The struggles of having an elastic layout
For the moment, I’m working on a fairly big project where the interface design will be elastic. What do I mean by elastic? Basically, there are three ways one can choose to design the interface’s relation to the visitor’s resolution and web browser window size:
- Fixed
- The layout is fixed in pixels and won’t take any consideration to the resolution or the window size.
- Fluid
- The layout flows to fill the whole window, no matter how wide or narrow it is. This layout can be set in pixels,
emor any other desirable unit. - Elastic
- This is, in my opinion, the best one. It isn’t fixed, but it also stops from getting too wide for, for instance, wide-screen users. You can specify a maximum width and a minimum width and then you let it flow between those two values depending on window size. The units for this type can also be either one that suits best: pixels,
em, percentages etc.
Since I want my font to be scalable, and consequently the width and height of some elements resizable to go with that, I’ve chosen to use the em unit for most cases. This is to make it work in the different versions of Internet Explorer in Windows, since they can’t handle user resizing of a pixel-based font (as opposed to Firefox, Opera and Safari, amongst others).
It’s really invigorating to create something that’s so scalable and flexible, and I really do believe this will help targeting more end users and will make the web site become more usable and accessible for them. All the people involved in the project who have seen my HTML prototypes have really liked it and they think it is a great approach.

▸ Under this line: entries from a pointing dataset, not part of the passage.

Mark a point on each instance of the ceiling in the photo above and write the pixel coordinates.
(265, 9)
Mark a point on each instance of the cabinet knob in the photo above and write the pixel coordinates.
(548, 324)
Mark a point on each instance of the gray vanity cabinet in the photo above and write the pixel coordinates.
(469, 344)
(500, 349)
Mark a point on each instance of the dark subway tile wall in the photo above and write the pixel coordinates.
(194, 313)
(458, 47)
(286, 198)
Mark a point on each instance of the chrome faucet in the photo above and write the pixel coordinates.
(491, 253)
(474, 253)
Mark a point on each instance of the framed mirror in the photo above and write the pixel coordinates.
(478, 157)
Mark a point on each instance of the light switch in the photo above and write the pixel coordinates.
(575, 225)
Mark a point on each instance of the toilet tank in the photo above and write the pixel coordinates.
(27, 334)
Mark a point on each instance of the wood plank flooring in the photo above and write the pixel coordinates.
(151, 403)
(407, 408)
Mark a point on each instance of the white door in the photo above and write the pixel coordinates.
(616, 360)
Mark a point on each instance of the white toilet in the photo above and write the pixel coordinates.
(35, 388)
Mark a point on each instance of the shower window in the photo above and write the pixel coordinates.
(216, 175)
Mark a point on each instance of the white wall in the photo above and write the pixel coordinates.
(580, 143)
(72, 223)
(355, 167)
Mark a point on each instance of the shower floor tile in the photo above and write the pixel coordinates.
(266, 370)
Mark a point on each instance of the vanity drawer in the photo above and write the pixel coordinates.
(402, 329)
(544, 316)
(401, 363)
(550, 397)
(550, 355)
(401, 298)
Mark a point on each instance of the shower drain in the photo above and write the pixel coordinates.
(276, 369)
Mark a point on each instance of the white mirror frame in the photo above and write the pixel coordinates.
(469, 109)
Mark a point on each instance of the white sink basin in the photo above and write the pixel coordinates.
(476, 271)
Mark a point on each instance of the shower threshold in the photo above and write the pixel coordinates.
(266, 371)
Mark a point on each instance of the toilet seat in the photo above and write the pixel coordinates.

But naturally, creating a this isn’t without gripes. My biggest annoyance is web browser bugs, where number one on that list is rounding errors. If I have, for instance, a background color on an element and the font is resized, some elements will have a different height in Firefox than in Internet Explorer. This is because the em unit calculates the elements’ boundaries depending on what fontsize is used, transforms it to pixels to render, and inevitably this leads to different rounding sums. Firefox definitely seems to be the worst at this.
The key to solving this is to find a certain unit where all (read: most) web browser seem to agree on the rounding for different sizes. So, for the moment, I’m on top of things and I really like the web site I’m working on. But it’s an everyday control task, to make sure that it’s consistent.